A similar equation exists for every entry in
`\vec(P)(T\o\othache, Catch, Cavity, Weather)` so we get:
`\vec(P)(T\o\othache, Catch, Cavity, Weather) = \vec(P)(T\o\othache, Catch, Cavity)\vec(P)(Weather)`
This property is called independence. In our case, the weather is independent of our dental problems
Independence means a full joint distribution can often be factored into separate disjoint distributions. Independence can
often help reduce the size of the domain representation and complexity of the inference problem.
Baye's Rule and Its Use
We already defined the product rules: `P(a ^^ b) = P(a | b)P(b)` and `P(a ^^ b) = P(b | a)P(a)`.
Equating the two right hand sides gives us:
`P(b|a) = frac(P(a|b)P(b))(P(a))`
This is called Baye's rule.
Baye's rule is used quite often in AI systems. The reason is that although `P(b|a)` might be hard to directly calculate the three terms on the right are often easier to determine
For example, we want to know the most likely cause of some effect. We could consider each cause and estimate:
`P(cause | effect) = frac(P(effect|cause)P(cause))(P(effect)).`
`P(effect | cause)` quantifies the relationship in the causal direction, whereas `P(cause | effect)` describes the diagnostic direction.

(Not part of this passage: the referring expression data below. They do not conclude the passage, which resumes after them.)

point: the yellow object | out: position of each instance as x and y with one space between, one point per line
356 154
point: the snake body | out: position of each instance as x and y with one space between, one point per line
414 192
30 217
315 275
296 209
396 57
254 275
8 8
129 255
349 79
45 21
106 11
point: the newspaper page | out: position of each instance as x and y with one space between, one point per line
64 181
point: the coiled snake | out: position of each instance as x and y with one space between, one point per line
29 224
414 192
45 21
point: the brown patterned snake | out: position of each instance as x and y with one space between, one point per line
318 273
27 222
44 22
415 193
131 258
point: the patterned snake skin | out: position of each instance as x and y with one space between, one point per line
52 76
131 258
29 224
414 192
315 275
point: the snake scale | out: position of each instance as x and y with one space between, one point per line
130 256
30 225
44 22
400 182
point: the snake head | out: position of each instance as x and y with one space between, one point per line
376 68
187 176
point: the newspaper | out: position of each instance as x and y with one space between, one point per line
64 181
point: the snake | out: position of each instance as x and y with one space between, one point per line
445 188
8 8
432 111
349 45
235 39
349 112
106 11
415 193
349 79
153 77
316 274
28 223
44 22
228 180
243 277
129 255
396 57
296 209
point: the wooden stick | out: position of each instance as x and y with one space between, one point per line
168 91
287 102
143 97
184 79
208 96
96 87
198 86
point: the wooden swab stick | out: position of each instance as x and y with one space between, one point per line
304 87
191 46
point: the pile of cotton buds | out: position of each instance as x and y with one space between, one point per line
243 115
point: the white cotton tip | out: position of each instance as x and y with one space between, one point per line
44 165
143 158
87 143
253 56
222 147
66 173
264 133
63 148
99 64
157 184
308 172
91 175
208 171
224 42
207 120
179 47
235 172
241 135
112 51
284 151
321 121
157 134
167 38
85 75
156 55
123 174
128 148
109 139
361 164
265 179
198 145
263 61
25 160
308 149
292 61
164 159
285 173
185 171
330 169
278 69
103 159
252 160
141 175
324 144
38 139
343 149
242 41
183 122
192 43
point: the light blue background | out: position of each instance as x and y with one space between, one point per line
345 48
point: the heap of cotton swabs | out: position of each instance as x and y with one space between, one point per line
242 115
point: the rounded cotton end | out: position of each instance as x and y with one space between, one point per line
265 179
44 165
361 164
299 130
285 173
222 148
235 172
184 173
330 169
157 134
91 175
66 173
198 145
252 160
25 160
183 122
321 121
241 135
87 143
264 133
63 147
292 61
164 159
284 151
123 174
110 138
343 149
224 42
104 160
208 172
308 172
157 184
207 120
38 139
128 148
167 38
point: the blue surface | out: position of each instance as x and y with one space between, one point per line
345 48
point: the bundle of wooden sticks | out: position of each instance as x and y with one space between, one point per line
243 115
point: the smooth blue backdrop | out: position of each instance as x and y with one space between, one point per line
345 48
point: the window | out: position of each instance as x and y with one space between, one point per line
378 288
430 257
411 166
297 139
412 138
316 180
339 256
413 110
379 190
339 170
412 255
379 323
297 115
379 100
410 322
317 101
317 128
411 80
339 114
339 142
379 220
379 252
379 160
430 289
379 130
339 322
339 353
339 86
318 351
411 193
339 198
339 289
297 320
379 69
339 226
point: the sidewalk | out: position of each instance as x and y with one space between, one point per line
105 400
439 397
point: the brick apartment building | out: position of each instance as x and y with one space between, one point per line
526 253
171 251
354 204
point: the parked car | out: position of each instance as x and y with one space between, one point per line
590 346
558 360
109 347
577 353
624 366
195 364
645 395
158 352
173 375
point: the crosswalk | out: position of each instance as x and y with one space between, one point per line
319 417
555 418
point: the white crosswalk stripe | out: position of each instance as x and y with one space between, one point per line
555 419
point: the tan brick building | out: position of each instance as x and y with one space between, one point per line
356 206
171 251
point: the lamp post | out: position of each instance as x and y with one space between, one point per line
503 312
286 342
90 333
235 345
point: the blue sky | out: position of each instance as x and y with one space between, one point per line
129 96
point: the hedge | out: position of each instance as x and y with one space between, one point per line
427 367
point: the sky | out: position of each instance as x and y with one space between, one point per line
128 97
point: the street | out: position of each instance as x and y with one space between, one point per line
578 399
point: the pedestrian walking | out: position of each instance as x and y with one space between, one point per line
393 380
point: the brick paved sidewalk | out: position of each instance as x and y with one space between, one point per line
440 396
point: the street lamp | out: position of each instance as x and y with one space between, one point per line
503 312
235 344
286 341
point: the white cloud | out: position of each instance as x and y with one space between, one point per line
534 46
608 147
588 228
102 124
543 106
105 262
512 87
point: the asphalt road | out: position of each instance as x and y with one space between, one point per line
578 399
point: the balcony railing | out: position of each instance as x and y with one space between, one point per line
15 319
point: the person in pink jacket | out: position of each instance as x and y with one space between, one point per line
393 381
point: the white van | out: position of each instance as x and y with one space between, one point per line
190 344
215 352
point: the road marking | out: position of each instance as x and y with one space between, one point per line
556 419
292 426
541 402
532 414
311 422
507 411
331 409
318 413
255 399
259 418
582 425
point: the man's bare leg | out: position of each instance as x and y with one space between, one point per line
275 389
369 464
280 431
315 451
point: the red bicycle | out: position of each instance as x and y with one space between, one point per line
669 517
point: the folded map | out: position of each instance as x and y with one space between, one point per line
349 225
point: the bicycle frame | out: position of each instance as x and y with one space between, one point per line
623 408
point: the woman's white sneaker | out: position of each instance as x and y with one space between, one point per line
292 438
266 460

For example, a doctor often knows `P(symp\t\oms | disease)` but wants to calculate the disease that is causing the symptoms.
So if the doctor knows that 70% of people with meningitis have stiff necks and the odds of meningitis are 1/50000 and the odds
of a stiff neck are 1/100. Then the odds of meningitis given a stiff neck are (.7 * 1/50000)/0.01 = 0.0014.